I have always been a fan of the stars of early cinema. They took a brand-new technology and used it to combine what they knew already (in many cases, clowning) with new ideas, creating a whole new genre of creativity. Of course, for the first generation of cinema actors, it was not possible to synchronise pictures with sound – but if you watch their films you really don’t need it. They developed a method of acting in which they communicated everything they wanted to say through tight plotting, gestures and some wonderful facial expressions. There was also the new, and related, profession of being a cinema pianist or organist, who had to improvise music to accompany the film, often with added sound effects (literal “bells and whistles”) stuck to the top of the organ. Some silent movie stars stopped work in the 1930s, when sound arrived, but others kept going – and I love that even into the 1940s, Laurel and Hardy movies don’t really need the dialogue.

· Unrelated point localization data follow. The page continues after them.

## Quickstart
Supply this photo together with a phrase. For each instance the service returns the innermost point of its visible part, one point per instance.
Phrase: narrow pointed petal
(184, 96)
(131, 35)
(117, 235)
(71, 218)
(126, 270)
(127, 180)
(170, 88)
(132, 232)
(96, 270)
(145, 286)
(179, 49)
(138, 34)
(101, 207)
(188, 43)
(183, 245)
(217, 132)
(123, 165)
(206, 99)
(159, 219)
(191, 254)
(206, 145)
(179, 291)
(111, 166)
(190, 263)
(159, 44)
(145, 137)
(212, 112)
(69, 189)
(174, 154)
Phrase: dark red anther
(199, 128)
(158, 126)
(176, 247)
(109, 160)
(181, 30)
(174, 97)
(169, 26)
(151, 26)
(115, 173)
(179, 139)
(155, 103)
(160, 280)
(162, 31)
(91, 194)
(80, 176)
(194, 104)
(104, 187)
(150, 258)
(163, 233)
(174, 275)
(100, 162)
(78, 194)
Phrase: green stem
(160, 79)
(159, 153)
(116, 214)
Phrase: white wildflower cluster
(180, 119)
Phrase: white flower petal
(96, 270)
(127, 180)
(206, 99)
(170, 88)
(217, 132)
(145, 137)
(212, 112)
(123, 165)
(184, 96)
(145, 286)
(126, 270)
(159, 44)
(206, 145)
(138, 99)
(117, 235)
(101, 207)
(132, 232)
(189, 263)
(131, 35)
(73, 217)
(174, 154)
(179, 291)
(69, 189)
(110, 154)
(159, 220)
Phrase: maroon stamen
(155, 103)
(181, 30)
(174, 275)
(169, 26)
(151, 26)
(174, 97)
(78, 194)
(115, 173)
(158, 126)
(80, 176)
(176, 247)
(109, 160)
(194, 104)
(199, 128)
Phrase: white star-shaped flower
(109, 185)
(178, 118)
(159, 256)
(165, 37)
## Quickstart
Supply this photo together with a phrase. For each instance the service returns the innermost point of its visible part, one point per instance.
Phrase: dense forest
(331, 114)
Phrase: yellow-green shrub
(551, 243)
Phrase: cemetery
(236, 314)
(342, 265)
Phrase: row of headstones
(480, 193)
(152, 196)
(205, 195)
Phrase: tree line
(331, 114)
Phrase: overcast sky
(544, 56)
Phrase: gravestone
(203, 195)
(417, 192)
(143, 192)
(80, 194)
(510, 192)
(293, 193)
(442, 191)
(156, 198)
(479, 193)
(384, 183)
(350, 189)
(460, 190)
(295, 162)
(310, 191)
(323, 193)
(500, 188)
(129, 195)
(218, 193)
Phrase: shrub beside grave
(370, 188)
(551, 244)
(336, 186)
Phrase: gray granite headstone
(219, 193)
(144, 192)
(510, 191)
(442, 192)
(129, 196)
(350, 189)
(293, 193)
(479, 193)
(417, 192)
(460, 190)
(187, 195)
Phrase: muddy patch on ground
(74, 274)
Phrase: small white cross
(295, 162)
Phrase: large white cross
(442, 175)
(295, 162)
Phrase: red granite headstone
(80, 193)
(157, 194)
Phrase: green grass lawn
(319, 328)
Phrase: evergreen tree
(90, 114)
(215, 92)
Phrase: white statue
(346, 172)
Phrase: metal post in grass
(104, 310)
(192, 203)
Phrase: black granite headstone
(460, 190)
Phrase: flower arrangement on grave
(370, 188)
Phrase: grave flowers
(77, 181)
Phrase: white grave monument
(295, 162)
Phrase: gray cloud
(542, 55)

The other thing about silent movies is that they had to be short because they could not fit more than about 25 minutes’ worth of film onto a reel. This was the inspiration for my enrichment activity: we can watch a whole movie every week and then have a go at making one. In these early weeks we have been exploring how to use gestures to communicate and make people laugh, and how comic shorts are structured. Over the weeks we will plan, rehearse, perform and film our own short movies in the style of Charlie Chaplin and Buster Keaton; if we have time we can also compose our own music to go with them.